I think this shows that we actually need to consider something like counterfactuals for a satisfactory solution to the shutdown problem. The core issue in my example above is that the AI directly causes the shutdown button to not be pressed in case (B) by modifying human values in a way that it doesn’t in (A). Another approach might be something like respecting the humans as independent agents and not interfere with them, but this seems harder to formalise and harder to combine with an objective like augmenting human intelligence.
My own current best-attempt at a solution based on this
I have some ideas that still feel half-baked and that I don’t feel likely to write up in a full blog post any time soon, so I’ll write down a sketch here in case it can help someone else to puzzle more of the pieces together in case this maybe would actually turn out to be helpful at some point down the line.
We can call it Causal utility mixing as a nod to Naive utility mixing on the Arbital page on Utility Indifference. Pick an action a to maximise λNE[UN|do(a)∧do(¬s)]+λsE[Us|do(a)∧do(s)] where the lambdas are parameters picked based on our initial worry about needing to shut down. The parameters can be kept for actions over several time-steps, but we’ll need to adjust to one of the base utility functions once the truth value of s is certain (e.g. the shutdown button is actually pressed, since I think we want to avoid certainty of no shutdown). This does not seem to be represented by any utility function and so this agent must be irrational in some way, but in light of the above result I’m leaning towards this being something we actually want and then the question is if we can somehow prove that it stays consistent under ability to self-modify. This seems to handle all the counterexamples I’ve encountered so far (like the asteroid problem plaguing naive utility mixing and other approaches), but I could very well have missed some or failed to generate others.
Some of you might recognise the idea of using counterfactuals from Jessica Taylor’s and Chris Olah’s approach of Maximizing a quantity while ignoring effect through some channel (called Stable actions (causal conditioning) in the Arbital page), which is more advanced in that it actually tries to assign weights to the two different scenarios. I think that if that is a valid approach to the shutdown problem, so will this much simplified solution and it seems easier to analyse the simpler formula.

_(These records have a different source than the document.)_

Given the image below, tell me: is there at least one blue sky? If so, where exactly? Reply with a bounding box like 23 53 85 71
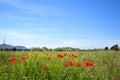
0 0 120 49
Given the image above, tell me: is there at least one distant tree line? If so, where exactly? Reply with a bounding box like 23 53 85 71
0 45 120 51
105 44 120 51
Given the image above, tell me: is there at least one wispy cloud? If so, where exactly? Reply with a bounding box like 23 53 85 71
0 0 67 16
0 12 30 20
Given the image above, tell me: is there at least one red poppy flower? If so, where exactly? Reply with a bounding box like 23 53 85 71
43 66 48 70
47 57 51 60
77 62 82 67
63 53 66 56
9 58 16 63
57 54 64 58
22 56 28 61
18 59 22 62
85 62 93 66
71 54 78 59
66 61 74 67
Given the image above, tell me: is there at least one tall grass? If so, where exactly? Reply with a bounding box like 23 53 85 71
0 51 120 80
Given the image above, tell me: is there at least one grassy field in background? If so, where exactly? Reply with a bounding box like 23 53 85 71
0 51 120 80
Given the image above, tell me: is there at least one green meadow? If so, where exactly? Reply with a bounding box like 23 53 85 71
0 50 120 80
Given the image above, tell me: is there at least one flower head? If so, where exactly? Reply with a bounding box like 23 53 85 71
77 62 82 67
43 66 48 70
85 61 93 66
9 58 16 63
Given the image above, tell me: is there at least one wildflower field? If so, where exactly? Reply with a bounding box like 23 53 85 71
0 51 120 80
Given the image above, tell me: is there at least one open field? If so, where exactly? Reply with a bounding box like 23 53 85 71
0 51 120 80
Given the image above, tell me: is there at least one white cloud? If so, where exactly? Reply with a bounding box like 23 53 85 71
0 0 67 16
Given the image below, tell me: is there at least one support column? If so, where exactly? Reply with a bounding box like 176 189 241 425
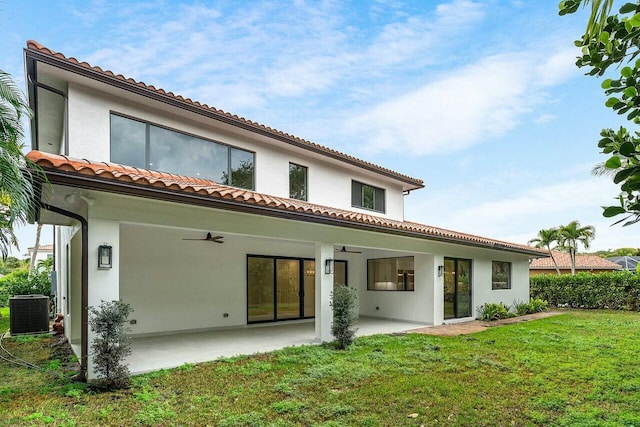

I’ve been thinking that maybe you can show that this is somehow rational based on the agent being one party in a two-player game where both players act counterfactually on a graph representing the world (the other being something like an idealised human deciding whether to terminate this hypothetical). I unfortunately haven’t had time to compare this to the game theory based approach in The Off-Switch Game by Hadfield-Menell et al., so don’t know if there are any similarities. I do feel less certain that it will still work with logical counterfactuals or any form of functional decision theory, so it does seem worth it to investigate a bit more.
Sorry for highjacking your comment feed to cause myself to write this up. Hope it was a bit interesting.